1. Selecting Inputs

HIVE CensuScope Tutorial

The purpose of this tutorial is to guide the user through the process of analyzing a metagenomic sample using the parallelized Cloud version of the CensuScope tool.

TABLE OF CONTENTS

Introduction

1. Selecting Inputs 2. Input Parameters 2.1 Most frequently modified parameters 2.2 Hidden Algorithmic Parameters

3. Job Processing

4. CensuScope Results

INTRODUCTION

The HIVE CensuScope tool determines the taxonomic composition in metagenomic sample by analyzing the sequence data through rapid iterative mapping to all known sequences using BLAST or HIVE- hexagon. This tutorial assumes data has already been loaded into HIVE using HIVE’s dmDownloader utility. For more information, please see the document titled “HIVE Downloader Tutorial” available in main pages of HIVE website. CensuScope can be used for quick sample origin discovery, to study metagenomic samples or mixed viral populations, or to evaluate the possible contamination of samples. CensuScope result is downloadable in SVG format (for Taxonomy tree) and CSV format for the mapping results.

1. SELECTING INPUTS

Once logged into HIVE user home directory, select your desired input read file by clicking on its row in the table. Appropriately selected objects will be displayed with the row containing it highlighted in purple. After selecting an object, new tools will appear in the toolbar immediately above the directory (See Figure 1)

Figure 1. Selecting CensuScope from Toolbar Clicking on the CensuScope icon will direct you to the CensuScope algorithmic portal.

2. INPUT PARAMETERS

The CensuScope tool page (See Figure 2) is organized such that the top CensuScope box automatically displays the most frequently modified and required parameters, with additional parameters available by clicking the expansion icon to the left of the Parameters section header. To hide the section when open, click the icon to the left of the section header.

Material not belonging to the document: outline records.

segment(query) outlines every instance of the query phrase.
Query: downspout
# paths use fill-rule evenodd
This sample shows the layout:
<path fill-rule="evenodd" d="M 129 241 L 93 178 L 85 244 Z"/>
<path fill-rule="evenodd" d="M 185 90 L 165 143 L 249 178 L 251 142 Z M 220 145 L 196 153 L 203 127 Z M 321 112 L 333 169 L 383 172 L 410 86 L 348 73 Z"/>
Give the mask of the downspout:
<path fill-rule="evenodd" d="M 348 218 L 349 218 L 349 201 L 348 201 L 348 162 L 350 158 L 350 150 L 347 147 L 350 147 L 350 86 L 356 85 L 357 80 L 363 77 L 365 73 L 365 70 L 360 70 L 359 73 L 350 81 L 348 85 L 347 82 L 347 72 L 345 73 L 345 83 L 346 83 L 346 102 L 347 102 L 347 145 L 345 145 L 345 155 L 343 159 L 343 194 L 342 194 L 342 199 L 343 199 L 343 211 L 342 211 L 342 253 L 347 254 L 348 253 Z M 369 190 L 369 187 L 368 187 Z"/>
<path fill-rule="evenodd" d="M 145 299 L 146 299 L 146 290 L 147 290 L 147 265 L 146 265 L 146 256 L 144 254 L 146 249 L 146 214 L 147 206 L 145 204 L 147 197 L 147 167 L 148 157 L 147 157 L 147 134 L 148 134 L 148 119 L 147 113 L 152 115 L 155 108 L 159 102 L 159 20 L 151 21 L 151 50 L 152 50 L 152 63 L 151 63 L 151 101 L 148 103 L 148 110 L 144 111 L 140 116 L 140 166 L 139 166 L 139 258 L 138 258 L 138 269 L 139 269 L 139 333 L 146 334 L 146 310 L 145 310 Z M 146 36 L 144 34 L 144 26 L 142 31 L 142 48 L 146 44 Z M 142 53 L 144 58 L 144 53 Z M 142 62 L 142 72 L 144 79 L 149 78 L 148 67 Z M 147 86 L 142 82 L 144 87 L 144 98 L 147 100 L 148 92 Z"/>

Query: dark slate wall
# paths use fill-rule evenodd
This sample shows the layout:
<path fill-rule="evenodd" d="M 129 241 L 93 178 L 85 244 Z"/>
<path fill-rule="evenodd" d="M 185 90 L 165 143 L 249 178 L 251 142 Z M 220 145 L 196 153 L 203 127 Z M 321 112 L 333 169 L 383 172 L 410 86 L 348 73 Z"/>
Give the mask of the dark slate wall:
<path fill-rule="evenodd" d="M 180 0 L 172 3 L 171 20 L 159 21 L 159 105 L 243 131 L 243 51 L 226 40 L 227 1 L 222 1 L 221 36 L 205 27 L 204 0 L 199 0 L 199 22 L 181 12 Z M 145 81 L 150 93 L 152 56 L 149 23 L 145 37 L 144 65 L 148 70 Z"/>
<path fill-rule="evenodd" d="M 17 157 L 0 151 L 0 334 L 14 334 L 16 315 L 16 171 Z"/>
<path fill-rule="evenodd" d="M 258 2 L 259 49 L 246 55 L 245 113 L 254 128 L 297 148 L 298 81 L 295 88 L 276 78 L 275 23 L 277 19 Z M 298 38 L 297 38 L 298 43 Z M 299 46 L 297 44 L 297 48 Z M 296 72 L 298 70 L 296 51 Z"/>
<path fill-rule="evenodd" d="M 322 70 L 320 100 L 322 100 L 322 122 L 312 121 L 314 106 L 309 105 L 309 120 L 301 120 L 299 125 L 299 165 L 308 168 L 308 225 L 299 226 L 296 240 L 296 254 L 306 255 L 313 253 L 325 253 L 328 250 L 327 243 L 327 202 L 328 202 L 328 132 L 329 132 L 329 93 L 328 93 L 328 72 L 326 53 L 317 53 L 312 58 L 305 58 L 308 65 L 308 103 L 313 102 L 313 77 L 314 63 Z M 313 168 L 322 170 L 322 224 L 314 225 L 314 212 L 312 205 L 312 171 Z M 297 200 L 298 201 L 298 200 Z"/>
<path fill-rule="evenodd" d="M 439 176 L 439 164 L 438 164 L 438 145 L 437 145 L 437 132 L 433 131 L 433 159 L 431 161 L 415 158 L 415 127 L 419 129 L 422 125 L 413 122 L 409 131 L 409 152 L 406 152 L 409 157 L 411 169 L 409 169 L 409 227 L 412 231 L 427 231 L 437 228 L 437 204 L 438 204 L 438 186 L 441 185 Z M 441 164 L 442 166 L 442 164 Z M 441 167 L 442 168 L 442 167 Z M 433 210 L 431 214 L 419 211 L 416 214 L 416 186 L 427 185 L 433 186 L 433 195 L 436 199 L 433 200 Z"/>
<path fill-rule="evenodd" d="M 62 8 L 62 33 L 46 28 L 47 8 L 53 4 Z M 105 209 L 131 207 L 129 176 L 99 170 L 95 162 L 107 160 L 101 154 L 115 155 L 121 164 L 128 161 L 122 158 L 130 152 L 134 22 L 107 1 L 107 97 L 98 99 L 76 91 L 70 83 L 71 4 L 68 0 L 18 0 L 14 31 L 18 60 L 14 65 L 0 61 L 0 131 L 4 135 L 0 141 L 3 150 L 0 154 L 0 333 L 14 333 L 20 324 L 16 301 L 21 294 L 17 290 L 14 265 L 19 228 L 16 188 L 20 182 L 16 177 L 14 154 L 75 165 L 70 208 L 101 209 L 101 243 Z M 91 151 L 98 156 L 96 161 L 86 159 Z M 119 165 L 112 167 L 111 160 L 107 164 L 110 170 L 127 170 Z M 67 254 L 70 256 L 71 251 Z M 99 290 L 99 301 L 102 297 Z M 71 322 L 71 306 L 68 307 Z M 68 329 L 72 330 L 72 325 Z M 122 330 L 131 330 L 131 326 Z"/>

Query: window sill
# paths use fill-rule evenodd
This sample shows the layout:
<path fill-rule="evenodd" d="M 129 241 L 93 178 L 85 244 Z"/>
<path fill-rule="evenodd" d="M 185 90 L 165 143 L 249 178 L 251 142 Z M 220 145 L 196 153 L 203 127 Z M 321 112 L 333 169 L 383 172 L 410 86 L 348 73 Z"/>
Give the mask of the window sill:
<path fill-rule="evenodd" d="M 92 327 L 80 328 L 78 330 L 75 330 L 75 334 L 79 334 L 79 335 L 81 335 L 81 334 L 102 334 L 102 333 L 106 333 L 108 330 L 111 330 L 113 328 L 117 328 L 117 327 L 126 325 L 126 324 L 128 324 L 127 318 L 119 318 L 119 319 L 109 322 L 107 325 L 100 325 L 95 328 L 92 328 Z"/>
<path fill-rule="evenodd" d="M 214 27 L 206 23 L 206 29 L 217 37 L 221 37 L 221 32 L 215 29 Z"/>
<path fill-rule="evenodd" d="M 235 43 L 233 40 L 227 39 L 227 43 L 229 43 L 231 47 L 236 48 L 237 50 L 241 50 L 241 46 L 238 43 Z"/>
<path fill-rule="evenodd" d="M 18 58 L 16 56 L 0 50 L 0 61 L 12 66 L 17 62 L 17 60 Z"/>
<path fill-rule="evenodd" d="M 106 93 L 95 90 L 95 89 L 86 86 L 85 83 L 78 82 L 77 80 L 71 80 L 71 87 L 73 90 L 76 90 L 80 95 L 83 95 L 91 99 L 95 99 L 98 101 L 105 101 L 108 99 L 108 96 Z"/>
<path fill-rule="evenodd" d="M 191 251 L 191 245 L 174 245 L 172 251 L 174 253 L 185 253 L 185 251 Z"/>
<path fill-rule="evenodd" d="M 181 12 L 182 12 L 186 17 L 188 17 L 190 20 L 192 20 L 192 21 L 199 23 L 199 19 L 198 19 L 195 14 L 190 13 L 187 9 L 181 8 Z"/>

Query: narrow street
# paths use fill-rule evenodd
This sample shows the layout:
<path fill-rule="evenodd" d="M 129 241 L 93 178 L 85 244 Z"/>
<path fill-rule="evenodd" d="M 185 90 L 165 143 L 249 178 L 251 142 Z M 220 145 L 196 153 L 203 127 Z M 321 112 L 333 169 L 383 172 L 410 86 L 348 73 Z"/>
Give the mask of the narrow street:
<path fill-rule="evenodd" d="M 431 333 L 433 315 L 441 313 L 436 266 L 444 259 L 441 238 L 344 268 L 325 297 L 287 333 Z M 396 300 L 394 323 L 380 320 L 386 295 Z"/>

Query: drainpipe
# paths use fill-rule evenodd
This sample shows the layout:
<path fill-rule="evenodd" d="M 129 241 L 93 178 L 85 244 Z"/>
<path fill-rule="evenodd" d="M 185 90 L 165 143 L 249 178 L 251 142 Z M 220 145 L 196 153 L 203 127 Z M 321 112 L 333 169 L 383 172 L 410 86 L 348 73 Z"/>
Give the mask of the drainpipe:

Figure 2. CensuScope Tool Portal 2.1 Most frequently modified parameters

Name: Specify a name for the process. If the user does not enter a name, HIVE will automatically name it using the input file name.

Input Sequences: This should display the sequence (or sequences) selected from the user home directory. To select additional input reads, click the arrow for the dropdown menu. A pop-up replica of your user home directory will appear. Select multiple files by clicking and highlighting

each one. To close click the close icon in the top right corner.

Algorithm: Select which alignment algorithm to use to query the NT database.

HIVE-hexagon aligner was developed by HIVE team and as such natively uses HIVE’s parallel execution architecture resulting in improved speed, sensitivity and accuracy of alignments compared with current methods.

BLAST is the Basic Local Alignment Search Tool maintained by NCBI at NLM and is a widely used tool for calculating sequence similarity. BLAST has been adapted to run optimally in HIVE’s highly parallel environment, taking full advantage of HIVE’s distributed data storage through explicit parallelization.

Bowtie2 is a popular mapping algorithm that is faster than BLAST.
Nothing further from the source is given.